On subsequent requests, the browser sends If-None-Match: "a1b2c3d4e5f6a7b8". If the page hasn't changed, webhull returns 304 Not Modified with zero bytes transferred — no re-render, no body, no bandwidth.

Content-hash cache busting

Static asset URLs are automatically suffixed with a content hash at startup:

<!-- in the HTML -->
<link rel="stylesheet" href="/static/css/style.css?v=a1b2c3d4">
<script src="/static/js/menu.js?v=e5f6a7b8"></script>

The hash is computed from the file content. When a file changes, the hash changes, the URL changes, and the browser fetches the new version — while unchanged files stay cached at the CDN or browser level indefinitely.

Distroless container

The production image is built on Chainguard's static distroless base. The image contains only the compiled binary and your site content — no shell, no package manager, no OS tools.

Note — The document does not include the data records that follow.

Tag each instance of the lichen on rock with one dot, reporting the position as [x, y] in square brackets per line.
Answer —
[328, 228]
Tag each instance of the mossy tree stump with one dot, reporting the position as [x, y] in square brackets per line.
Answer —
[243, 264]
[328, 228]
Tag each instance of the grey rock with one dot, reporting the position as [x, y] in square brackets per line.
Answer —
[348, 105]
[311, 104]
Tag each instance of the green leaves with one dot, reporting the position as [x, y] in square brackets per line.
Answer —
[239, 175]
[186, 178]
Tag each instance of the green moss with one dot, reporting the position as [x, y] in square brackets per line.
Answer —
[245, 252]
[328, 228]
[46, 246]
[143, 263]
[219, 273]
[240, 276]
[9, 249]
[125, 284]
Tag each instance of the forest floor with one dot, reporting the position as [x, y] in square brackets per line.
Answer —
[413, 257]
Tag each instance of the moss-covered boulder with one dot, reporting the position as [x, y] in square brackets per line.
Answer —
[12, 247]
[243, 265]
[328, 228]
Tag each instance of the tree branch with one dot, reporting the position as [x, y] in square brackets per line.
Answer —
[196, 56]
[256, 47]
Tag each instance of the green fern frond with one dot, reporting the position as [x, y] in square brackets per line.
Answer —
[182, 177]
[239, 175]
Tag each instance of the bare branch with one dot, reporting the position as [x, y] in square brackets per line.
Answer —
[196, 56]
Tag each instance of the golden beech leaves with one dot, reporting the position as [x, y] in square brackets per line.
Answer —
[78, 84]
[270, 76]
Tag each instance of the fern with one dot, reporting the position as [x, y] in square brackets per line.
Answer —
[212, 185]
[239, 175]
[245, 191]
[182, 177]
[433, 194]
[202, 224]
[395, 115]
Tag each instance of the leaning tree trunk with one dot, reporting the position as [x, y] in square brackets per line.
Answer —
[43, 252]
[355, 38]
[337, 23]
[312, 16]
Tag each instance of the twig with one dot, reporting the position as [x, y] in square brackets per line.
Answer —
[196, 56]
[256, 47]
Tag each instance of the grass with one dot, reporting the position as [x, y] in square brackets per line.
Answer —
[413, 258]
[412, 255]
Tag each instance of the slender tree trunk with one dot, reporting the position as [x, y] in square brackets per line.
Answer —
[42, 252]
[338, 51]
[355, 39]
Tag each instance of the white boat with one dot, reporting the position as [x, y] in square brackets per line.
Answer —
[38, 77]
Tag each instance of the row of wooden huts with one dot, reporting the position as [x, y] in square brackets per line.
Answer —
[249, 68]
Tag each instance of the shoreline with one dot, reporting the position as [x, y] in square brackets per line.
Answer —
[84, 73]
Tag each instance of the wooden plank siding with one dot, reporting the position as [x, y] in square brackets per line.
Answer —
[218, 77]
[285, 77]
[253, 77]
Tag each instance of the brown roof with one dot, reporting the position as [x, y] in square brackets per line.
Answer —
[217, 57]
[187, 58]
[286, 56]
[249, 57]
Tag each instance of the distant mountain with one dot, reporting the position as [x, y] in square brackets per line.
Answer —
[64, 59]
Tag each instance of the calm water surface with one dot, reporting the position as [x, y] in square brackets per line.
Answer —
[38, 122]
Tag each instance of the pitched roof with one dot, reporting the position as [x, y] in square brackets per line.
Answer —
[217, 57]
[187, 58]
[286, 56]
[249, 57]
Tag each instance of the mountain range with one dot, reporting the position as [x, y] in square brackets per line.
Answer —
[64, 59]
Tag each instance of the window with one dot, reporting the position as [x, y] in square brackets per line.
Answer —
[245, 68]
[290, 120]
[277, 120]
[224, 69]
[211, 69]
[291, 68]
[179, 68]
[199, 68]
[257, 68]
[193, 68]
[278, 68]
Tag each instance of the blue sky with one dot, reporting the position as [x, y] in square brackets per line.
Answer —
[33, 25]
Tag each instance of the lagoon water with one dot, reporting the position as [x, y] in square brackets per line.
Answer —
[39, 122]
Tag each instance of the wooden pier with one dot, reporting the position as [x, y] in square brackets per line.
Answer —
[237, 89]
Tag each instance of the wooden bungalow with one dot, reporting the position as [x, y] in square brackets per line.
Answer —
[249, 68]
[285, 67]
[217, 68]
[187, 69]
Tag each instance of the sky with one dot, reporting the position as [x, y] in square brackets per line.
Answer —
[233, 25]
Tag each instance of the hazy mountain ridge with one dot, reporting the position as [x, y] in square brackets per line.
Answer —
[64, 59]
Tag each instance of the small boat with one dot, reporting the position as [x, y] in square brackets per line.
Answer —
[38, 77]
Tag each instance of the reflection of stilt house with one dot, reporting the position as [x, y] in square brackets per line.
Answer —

  • Container image: under 20 MB
  • No runtime startup overhead (no JVM, no Node.js, no PHP-FPM)
  • Attack surface is minimal: there is no shell to exploit

Is this for you?

webhull is a good fit when:

  • You need a marketing site, documentation site, or client preview portal where content changes are managed through Git, not a CMS dashboard.
  • You want full ownership of the stack — no vendor lock-in, no cloud-managed hosting required.
  • Performance matters — you want pages served in under a millisecond with full HTTP caching, gzip, and 304 support without any CDN configuration.
  • GDPR compliance is a hard requirement and you want it handled at the framework level, not per-deployment.
  • You need multilingual support (i18n) without a separate translation service.
  • You want built-in SEO — sitemap, hreflang, structured data, open graph — without plugins.

webhull is not a good fit when:

  • Non-technical editors need a visual drag-and-drop interface.
  • Content is highly dynamic (personalised per user, real-time data).
  • You need a full CMS with workflows, roles, and approvals.

Architecture

site.yaml (config) pages.yaml (structure) content/de/*.html
│ │ │
└─────────────────────────┴──────────────────────────────┘

webhull binary

┌─────────────────┼─────────────────┐
│ │ │
/start /leistungen /kontakt
(home.templ) (default.templ) (contact.templ)

sitemap.xml · robots.txt · /health · /metrics

Gzip · ETag · Cache-Control · Security headers

At startup, webhull:

  1. Loads and validates configuration (operational + site structure).
  2. Parses HTML content files, extracting YAML frontmatter and body sections.
  3. Builds a slug index for O(1) page lookups.
  4. Computes content hashes for all static assets (cache-busting).
  5. Registers routes for every page slug in every configured language.
  6. Serves pages rendered by templ templates with gzip, ETag, and tiered Cache-Control.